As for communism, it subsided after Ronald Reagan spearheaded the last great battle of the cold war. We found, surprisingly, that the communists, removed from their system and despotic leaders, were people not much different from ourselves, and when their threat had been neutralised, the problem was one of finding the next bogeyman. A moustachioed gentleman from a land situated between the Tigris and the Euphrates seemed to fit the bill for a while, but now, added to this, we have a conflict with terrorism and Islamic fundamentalism. Maybe the future will show that, basically, removed from dangerous idealism on both sides, these people are also more alike than different. We now know that microbes notwithstanding, the Martians are not coming in their flying saucers. However, Mars is only a cosmic stone's throw away and it would be surprisingly negative and unrealistic for anyone to suggest that life did not exist elsewhere in the universe.

When you look up at the sky on a clear night, approximately 2000 stars are visible. When telescopes are used, more and more stars, normally too faint to be seen by the naked eye, appear into view, but when images are recorded with the world's largest telescopes, the most numerous objects by far are galaxies. Down to the faintest magnitudes that we can observe, all we can see, excepting the occasional star, are galaxies. Hundreds of millions of galaxies, billions of galaxies, spread out in curious sponge-like structures throughout the universe. Each galaxy, of course, could be like our own: a disk formation composed of one hundred thousand million stars and this is only the portion of the universe that we can detect. The immensity of the universe is staggering and really beyond the comprehension of mere mortals such as ourselves. So, for all we know, there could be billions of planets out there, absolutely teeming with life, separated from us by huge distances and the laws of physics. On the other hand, that does not mean to say that they will not visit us at some point in the future and an idea of their possible thought processes or psychology would be useful. It may also be the case that an alien visitation would not be a pleasant experience, for us at least, and only the foolhardy would not wish to consider the consequences.
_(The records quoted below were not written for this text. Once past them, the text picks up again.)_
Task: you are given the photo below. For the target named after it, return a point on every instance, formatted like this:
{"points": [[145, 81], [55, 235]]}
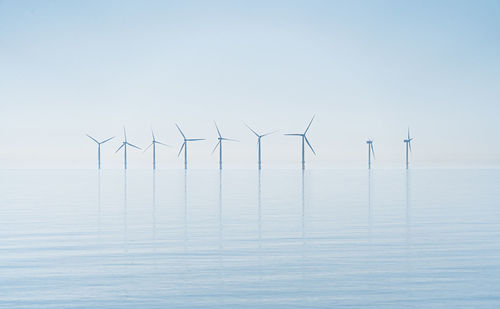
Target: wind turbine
{"points": [[219, 144], [153, 143], [99, 149], [370, 152], [259, 136], [184, 145], [304, 139], [124, 146], [408, 146]]}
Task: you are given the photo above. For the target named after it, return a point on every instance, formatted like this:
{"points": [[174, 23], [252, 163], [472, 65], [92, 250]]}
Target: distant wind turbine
{"points": [[304, 140], [184, 145], [408, 146], [124, 146], [370, 152], [99, 149], [219, 144], [259, 136], [153, 143]]}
After all, there is nothing to lose should nobody appear in our skies from afar and everything to gain if we have prepared ourselves should this unlikely scenario emerge.

The aim of this book is to discuss the possibilities of life from elsewhere in the galaxy visiting our world and then to consider the thought processes of these extraterrestrials. What makes them tick? Why have they come here and what do they want? How will their visit affect us? What will be the final outcome? There is a reasonable amount of science in this book but most of the background material is contained in the appendix sections which follow the main chapters. The science is necessary to put forward some of the arguments as to the nature of extraterrestrials but, for those not of a scientific inclination, don't worry--this isn't a science textbook. Throughout the text, except for a small section, distance measurements are given in miles. People in Britain and the United States still think in miles. Despite a scientific education, I still think in miles rather than metres and kilometres. This isn't a cultural statement, it's simply the way I was brought up, and to get the book's message over to people, I've chosen the simplest method. Now, it's time to look at the myths about aliens--unidentified flying objects and other phenomenon of a similar nature to examine them--and see beyond to what might be the truth!